Com a onça no laço, um dardo carregado com substância anestésica é disparado no animal, através de um rifle próprio para esse uso. Após o verificar o animal no laço, o animal é anestesiado utilizando dardos, aplicados através de rifle. Assim é realizado o processo de coleta de material biológico, exame clínico, pesagem, biometria, e instalação do colar. O trabalho leva cerca de uma hora para ser concluído.

A perspectiva para as capturas deste ano é desafiadora, mas tem também aspectos positivos. “[O rio] está enchendo muito rápido. Isso é ruim porque diminui a área na qual as armadilhas podem ser posicionadas. Por outro lado, também limita o espaço por onde as onças podem circular. ”, afirma o pesquisador.
 

Pesquisadores iniciam campanha de captura científica de onças-pintadas em reserva na Amazônia. Foto: Bernardo Oliveira/Instituto Mamirauá 

Um modelo de sucesso

Há 10 anos, os pesquisadores do Instituto Mamirauá vêm capturando onças-pintadas e instalando colares com rastreadores, que, depois de um ano, automaticamente se soltam dos animais. Ao todo, mais de 25 onças já foram acompanhadas pela pesquisa.

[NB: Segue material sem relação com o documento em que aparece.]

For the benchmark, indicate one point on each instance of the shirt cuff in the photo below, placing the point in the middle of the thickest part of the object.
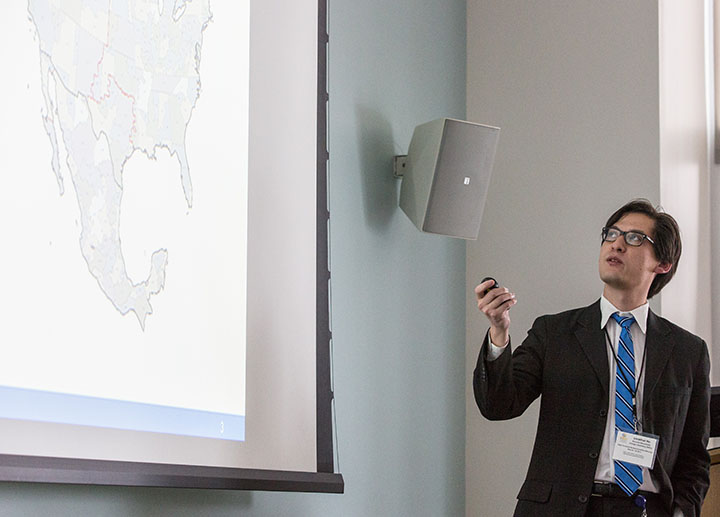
(496, 351)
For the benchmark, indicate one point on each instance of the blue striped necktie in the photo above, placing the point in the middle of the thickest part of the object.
(627, 475)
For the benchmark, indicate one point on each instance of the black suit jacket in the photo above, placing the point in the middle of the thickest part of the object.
(564, 359)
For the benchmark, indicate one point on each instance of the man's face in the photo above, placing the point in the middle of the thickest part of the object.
(630, 269)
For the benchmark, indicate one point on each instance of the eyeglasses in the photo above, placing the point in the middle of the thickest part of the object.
(632, 238)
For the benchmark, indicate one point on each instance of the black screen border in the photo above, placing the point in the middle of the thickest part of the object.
(45, 469)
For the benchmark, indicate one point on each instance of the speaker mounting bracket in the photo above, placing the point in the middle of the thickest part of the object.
(399, 165)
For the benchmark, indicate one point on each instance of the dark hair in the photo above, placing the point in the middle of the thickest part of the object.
(668, 245)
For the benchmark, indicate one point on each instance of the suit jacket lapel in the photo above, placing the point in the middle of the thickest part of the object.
(658, 349)
(592, 342)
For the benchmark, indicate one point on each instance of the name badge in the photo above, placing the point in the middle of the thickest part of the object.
(638, 449)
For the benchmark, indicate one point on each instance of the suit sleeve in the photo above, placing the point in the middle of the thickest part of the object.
(691, 476)
(505, 387)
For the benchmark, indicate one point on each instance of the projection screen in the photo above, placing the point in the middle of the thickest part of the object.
(166, 318)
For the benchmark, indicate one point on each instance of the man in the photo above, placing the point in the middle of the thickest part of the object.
(606, 374)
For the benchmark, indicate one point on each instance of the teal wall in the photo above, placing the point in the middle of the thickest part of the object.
(398, 304)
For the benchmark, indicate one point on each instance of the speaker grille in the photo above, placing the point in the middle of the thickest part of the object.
(461, 179)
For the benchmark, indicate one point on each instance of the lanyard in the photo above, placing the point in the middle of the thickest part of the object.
(636, 422)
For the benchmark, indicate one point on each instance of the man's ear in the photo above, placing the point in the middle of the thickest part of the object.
(663, 268)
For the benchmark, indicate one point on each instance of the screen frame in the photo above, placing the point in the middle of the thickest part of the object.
(45, 469)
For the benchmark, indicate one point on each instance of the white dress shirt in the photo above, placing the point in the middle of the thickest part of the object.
(605, 471)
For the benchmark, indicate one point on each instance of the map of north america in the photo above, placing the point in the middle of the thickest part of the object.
(118, 77)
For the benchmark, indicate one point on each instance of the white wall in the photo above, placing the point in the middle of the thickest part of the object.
(684, 168)
(574, 87)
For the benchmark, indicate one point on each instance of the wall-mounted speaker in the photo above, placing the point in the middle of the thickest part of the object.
(446, 176)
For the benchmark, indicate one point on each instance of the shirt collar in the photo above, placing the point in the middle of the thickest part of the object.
(640, 314)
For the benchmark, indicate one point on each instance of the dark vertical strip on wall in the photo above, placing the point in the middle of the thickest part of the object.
(324, 388)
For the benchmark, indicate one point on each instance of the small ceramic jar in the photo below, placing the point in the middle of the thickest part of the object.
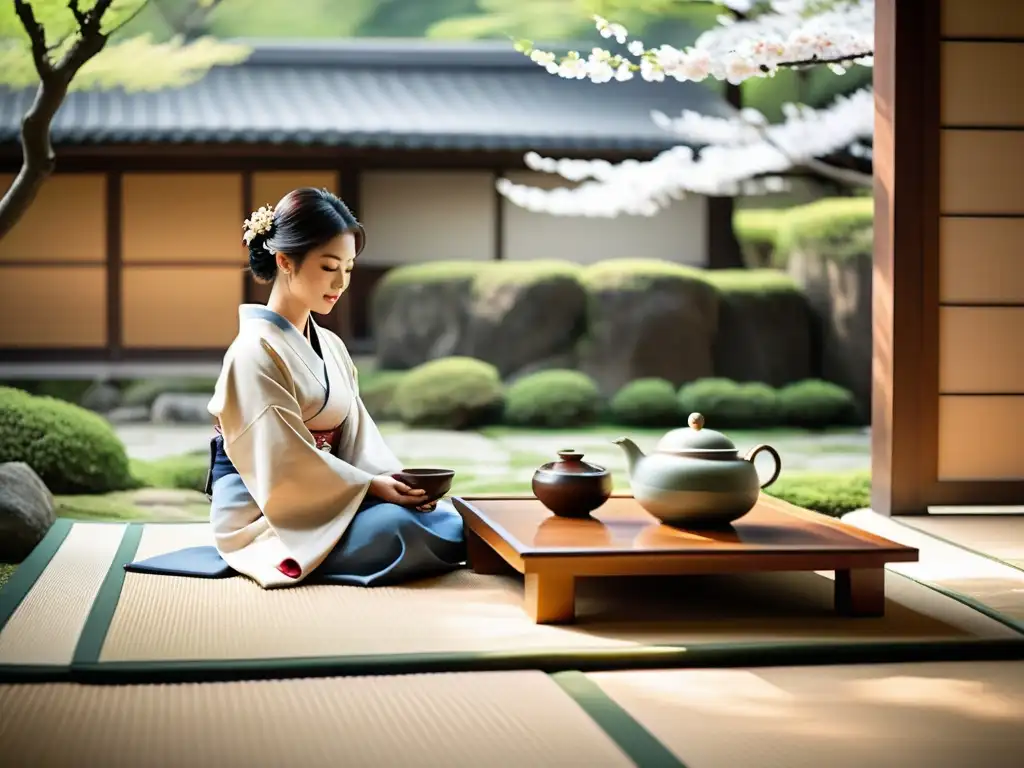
(570, 486)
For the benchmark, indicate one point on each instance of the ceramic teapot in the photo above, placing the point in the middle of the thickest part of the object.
(695, 476)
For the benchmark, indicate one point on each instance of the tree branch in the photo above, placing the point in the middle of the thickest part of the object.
(38, 158)
(845, 176)
(814, 60)
(37, 37)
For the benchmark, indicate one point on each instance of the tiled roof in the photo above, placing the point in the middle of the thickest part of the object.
(412, 94)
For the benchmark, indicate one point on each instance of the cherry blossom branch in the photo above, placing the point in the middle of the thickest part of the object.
(734, 51)
(740, 156)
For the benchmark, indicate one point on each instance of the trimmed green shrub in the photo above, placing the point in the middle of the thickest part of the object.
(70, 390)
(757, 282)
(72, 450)
(837, 227)
(815, 403)
(186, 472)
(450, 393)
(756, 229)
(832, 494)
(646, 402)
(552, 398)
(726, 403)
(637, 274)
(144, 391)
(377, 391)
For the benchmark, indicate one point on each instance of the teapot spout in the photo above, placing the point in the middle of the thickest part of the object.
(633, 453)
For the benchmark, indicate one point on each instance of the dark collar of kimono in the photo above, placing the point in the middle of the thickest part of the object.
(295, 339)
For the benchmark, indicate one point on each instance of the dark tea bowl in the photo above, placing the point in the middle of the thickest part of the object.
(435, 481)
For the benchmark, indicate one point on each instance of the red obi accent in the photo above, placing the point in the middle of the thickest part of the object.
(324, 439)
(290, 568)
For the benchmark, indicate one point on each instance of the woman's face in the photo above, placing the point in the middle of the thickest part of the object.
(324, 275)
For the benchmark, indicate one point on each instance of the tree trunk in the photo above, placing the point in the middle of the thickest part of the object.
(723, 247)
(38, 159)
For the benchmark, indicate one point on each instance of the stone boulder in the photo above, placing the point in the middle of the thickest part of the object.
(180, 409)
(839, 292)
(647, 318)
(26, 511)
(765, 328)
(511, 314)
(101, 397)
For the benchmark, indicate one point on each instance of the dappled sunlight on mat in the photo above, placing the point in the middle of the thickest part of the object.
(887, 716)
(460, 720)
(169, 617)
(996, 585)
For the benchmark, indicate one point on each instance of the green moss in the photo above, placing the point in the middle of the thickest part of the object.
(70, 390)
(431, 271)
(377, 391)
(450, 393)
(816, 404)
(553, 399)
(757, 229)
(839, 228)
(759, 282)
(6, 569)
(123, 506)
(832, 494)
(72, 450)
(646, 402)
(188, 471)
(637, 274)
(144, 391)
(727, 403)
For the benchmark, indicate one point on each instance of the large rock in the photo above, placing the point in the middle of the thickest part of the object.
(101, 397)
(180, 409)
(765, 328)
(26, 511)
(647, 320)
(840, 294)
(511, 314)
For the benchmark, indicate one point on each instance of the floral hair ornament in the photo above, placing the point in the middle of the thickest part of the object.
(259, 222)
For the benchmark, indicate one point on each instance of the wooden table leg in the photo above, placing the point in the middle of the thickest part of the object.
(482, 558)
(550, 598)
(861, 592)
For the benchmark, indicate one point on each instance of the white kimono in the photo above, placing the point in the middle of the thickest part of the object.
(297, 501)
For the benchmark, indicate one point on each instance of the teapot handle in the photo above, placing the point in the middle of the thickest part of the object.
(752, 455)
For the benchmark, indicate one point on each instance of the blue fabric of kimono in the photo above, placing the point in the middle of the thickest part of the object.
(385, 544)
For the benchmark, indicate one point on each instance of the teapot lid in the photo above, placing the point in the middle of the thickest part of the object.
(695, 438)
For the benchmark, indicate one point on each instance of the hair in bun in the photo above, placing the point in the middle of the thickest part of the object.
(303, 220)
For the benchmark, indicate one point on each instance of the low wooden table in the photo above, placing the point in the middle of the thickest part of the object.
(624, 540)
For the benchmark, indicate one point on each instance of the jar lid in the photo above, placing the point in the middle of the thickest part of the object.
(571, 464)
(695, 439)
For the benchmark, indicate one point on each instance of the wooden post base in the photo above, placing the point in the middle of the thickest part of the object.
(861, 592)
(550, 598)
(482, 558)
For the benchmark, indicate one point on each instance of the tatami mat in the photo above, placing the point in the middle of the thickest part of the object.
(137, 617)
(993, 584)
(472, 720)
(894, 716)
(167, 617)
(46, 625)
(1000, 537)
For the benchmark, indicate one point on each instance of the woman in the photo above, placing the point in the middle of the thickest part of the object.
(301, 479)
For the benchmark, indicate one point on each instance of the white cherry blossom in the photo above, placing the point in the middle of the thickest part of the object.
(743, 155)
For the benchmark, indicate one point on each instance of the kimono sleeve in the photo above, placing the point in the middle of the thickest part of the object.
(298, 488)
(361, 441)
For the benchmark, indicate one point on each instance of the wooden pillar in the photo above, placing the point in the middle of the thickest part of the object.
(947, 390)
(904, 367)
(115, 271)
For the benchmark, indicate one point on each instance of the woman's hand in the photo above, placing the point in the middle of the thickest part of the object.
(387, 488)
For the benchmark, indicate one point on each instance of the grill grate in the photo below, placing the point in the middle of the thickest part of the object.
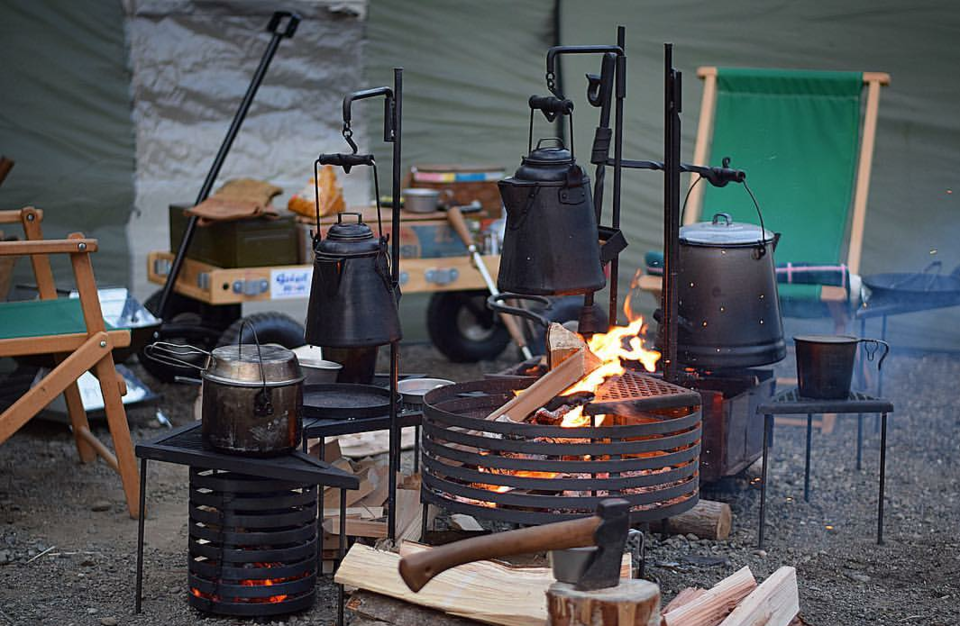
(634, 393)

“As informações coletadas são muito valiosas porque nos permitem conhecer melhor a ecologia do animal e saber quais são as necessidades dessa espécie. ”, explica Emiliano Ramalho.  “O trabalho é essencial para que determinemos as áreas prioritárias para a conservação e qual é o tamanho de área que precisamos conservar para proteger populações viáveis dessa espécie.”

Além disso, com os colares instalados, as onças podem ser encontradas com facilidade e passam a fazer parte das ações do Programa de Turismo de Base Comunitária do Instituto Mamirauá, que apoia a gestão da Pousada Uacari – projeto de ecoturismo gerido em parceria entre o instituto e dez comunidades da reserva Mamirauá. Anualmente, um pequeno grupo de turistas acompanha os pesquisadores do instituto à procura do maior felino das Américas na “Expedição Onça-Pintada”, gerando renda para as comunidades locais.

Segundo Emiliano Ramalho, o sucesso da pesquisa com onças-pintadas do instituto está em sintonia com os objetivos do Instituto Mamirauá: conservação da biodiversidade regional, através de ciência bem-feita, e melhoria da qualidade de vida das populações humanas locais. “Isso mostra que o modelo criado por Márcio Ayres (biólogo e um dos idealizadores da Reserva de Desenvolvimento Sustentável Mamirauá e do Instituto Mamirauá) funciona.”